Limitations are noted in terms of computational latency (which is now being broken by synergistic perception-control codesign), clinical generalization (often requiring retraining for new anatomies or image domains), and the need for regulatory approval for broader adoption.

7. Future Directions and Open Challenges

Current research trajectories for RUSS include:

• Continuous multi-modal sensing: Joint fusion of surface, tactile, Doppler, and US data; AI-based confidence and interpretability (Zhetpissov et al., 7 Mar 2025, Jiang et al., 2023).
• Higher-level autonomy and dialogue: LLM-augmented workflow orchestration, knowledge-augmented dialogue for both patient and physician agency, and dynamic, context-aware re-planning (Xu et al., 18 Jun 2024, Song et al., 17 Jul 2025).
• Generalization and personalized adaptation: Training robust, anatomy- and disease-aware models that cross patient domains and handle variable tissue mechanics.
• Integration with novel imaging tasks: Automated 3D volume compounding, neural-field–based volume reconstruction and localization (AIA-UltraNeRF), and beyond-hospital/field diagnostics with compact, wearable robots (Zhang et al., 23 Nov 2025, Li et al., 9 Oct 2025).
• Safety and regulatory compliance: Embedding barrier policies and formal verification into black-box RL schemes; clinical trials across broader anatomical and demographic populations.

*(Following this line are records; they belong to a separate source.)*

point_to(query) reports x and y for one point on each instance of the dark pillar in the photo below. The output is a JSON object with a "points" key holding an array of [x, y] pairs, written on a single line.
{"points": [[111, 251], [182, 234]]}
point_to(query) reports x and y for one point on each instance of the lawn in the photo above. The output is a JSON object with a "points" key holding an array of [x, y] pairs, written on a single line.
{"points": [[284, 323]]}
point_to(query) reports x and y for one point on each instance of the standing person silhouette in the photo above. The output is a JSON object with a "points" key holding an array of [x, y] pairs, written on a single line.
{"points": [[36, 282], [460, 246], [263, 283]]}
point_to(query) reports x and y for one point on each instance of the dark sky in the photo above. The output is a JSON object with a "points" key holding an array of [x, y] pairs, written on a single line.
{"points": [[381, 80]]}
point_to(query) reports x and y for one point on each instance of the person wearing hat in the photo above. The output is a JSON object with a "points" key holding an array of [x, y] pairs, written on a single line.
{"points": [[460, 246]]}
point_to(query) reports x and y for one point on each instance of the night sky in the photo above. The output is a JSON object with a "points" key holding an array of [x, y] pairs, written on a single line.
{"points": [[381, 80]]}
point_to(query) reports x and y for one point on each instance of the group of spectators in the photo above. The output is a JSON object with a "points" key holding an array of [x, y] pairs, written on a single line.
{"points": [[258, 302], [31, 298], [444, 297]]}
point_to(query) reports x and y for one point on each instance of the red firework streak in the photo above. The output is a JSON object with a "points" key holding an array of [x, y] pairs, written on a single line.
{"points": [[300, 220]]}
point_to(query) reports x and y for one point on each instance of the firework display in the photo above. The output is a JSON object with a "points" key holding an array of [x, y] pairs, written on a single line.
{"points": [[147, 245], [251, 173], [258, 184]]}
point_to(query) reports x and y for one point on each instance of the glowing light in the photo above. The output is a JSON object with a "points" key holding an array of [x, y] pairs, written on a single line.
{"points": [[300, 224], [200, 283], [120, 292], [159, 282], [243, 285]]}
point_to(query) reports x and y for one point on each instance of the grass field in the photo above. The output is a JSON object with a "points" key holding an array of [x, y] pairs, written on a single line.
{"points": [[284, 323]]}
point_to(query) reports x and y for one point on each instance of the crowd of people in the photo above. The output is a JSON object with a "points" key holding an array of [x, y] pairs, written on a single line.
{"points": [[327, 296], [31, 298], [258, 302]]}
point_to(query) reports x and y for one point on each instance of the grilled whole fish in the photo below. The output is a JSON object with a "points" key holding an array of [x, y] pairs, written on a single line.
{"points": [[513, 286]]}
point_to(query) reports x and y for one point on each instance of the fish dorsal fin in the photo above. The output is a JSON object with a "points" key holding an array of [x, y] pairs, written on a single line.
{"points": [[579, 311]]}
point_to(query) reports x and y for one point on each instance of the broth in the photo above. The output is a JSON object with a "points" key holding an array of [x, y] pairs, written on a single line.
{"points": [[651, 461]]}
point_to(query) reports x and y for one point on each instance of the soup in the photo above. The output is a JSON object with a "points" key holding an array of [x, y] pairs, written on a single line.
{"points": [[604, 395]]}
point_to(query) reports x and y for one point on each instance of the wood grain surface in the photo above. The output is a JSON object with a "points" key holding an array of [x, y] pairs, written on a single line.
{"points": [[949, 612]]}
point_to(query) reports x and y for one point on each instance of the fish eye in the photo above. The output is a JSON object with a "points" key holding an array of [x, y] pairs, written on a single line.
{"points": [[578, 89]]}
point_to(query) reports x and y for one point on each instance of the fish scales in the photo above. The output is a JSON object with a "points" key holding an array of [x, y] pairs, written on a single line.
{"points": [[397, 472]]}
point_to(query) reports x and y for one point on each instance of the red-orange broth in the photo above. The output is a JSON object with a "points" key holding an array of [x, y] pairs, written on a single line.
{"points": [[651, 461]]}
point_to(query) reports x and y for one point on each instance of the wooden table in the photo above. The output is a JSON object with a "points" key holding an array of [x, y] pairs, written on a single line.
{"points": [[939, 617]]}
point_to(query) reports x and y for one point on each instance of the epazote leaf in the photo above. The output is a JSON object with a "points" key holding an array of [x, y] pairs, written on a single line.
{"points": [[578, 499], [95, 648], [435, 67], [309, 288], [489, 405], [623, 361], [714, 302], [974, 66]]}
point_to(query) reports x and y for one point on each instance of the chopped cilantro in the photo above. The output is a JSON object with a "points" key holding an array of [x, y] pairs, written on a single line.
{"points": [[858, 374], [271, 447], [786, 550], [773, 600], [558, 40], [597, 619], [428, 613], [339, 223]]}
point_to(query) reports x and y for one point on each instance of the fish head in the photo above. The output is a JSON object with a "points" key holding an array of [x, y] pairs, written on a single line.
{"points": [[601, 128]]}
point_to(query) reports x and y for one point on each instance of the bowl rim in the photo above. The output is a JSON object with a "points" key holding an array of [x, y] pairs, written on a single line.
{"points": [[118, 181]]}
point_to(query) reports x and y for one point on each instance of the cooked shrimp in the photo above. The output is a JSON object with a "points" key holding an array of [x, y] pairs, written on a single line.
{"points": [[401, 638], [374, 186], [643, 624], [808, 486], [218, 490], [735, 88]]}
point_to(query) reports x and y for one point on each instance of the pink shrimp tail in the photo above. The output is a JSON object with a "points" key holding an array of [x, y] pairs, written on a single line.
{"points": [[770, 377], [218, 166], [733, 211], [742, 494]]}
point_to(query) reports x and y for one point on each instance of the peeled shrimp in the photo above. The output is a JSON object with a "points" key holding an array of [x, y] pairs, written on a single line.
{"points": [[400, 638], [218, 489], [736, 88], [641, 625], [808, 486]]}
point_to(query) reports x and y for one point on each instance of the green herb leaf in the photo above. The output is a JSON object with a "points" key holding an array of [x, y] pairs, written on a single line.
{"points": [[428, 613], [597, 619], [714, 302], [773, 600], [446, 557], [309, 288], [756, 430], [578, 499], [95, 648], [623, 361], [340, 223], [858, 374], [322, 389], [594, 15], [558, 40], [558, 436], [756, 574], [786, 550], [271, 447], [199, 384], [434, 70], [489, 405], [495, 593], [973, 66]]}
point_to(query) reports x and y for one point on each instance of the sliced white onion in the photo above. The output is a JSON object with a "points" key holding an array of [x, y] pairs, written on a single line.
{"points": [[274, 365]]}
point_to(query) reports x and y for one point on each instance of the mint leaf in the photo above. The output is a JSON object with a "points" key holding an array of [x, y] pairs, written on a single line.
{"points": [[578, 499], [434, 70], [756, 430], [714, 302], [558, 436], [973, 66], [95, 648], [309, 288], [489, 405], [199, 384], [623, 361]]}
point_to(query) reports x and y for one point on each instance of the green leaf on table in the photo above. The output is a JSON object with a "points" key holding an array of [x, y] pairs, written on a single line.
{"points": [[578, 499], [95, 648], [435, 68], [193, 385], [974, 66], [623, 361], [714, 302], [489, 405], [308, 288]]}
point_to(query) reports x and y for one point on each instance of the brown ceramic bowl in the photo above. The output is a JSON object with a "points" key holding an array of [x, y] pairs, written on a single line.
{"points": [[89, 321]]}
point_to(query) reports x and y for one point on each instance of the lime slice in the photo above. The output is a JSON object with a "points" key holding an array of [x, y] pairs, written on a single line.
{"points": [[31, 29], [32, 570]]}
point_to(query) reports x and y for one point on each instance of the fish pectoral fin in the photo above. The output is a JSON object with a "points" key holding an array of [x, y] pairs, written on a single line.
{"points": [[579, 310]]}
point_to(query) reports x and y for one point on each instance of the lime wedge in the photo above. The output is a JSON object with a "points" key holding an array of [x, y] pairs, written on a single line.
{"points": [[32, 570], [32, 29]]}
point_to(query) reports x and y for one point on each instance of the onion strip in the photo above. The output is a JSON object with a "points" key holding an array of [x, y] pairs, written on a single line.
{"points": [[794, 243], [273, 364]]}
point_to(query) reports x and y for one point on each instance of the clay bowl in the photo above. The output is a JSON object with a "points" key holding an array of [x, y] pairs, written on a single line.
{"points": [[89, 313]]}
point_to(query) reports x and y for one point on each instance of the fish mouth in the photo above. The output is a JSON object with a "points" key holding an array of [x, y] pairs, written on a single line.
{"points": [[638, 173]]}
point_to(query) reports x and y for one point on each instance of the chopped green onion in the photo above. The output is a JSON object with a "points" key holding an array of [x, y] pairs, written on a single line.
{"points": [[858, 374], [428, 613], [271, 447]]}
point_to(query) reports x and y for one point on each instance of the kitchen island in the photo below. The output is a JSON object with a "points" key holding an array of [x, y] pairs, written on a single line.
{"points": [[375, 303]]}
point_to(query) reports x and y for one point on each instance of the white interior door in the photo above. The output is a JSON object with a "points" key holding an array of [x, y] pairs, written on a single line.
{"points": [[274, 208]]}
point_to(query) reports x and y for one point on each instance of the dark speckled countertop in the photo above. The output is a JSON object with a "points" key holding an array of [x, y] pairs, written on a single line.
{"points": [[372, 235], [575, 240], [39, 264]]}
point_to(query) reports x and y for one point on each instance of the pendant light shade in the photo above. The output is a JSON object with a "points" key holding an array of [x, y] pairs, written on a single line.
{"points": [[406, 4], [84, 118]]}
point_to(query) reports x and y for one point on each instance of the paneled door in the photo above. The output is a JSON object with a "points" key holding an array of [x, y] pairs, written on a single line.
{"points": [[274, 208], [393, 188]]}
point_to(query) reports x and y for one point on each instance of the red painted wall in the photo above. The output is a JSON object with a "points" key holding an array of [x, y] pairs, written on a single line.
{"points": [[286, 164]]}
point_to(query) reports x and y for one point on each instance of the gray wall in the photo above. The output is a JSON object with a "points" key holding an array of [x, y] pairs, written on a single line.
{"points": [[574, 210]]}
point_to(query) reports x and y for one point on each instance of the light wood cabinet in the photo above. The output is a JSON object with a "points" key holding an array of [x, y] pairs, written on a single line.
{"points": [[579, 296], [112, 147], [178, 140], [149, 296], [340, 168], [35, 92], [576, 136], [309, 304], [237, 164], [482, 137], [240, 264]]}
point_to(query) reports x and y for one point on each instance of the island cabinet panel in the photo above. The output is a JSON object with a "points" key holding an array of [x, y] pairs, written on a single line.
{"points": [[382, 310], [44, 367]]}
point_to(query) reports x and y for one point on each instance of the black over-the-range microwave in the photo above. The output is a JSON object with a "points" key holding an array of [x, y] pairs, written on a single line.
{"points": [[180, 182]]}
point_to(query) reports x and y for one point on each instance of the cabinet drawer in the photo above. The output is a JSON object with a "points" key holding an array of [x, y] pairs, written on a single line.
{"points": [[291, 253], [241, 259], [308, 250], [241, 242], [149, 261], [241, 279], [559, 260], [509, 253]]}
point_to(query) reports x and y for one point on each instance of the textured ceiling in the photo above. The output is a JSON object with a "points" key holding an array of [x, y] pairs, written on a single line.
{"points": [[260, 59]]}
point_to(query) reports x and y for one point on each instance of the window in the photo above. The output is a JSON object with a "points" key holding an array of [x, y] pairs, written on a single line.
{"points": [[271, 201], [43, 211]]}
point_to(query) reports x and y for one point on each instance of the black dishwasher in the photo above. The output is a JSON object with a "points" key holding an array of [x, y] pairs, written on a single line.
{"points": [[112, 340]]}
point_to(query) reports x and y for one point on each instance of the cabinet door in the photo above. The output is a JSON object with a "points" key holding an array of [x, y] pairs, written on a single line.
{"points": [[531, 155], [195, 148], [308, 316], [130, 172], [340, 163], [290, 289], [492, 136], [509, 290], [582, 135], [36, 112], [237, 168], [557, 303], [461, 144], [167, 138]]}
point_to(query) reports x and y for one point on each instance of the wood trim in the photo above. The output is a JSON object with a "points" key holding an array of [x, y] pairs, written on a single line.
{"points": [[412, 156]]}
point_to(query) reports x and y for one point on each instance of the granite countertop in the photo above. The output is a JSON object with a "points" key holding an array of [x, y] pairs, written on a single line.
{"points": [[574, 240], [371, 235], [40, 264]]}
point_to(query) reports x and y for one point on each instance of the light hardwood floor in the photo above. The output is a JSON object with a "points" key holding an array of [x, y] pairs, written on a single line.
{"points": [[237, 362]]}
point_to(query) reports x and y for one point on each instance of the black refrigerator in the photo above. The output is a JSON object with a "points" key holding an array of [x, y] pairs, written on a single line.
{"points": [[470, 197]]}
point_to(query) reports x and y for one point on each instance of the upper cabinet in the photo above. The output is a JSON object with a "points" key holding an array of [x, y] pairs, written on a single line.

RUSS thus represents a convergence point for robotics, AI-driven perception and planning, and procedural automation, with strong evidence for approaching human-level competence in standardized scanning—provided continued advances in adaptable perception, robust compliance, and explainability (Jiang et al., 2023, Ma et al., 17 Jun 2024, Qian et al., 2 Nov 2025).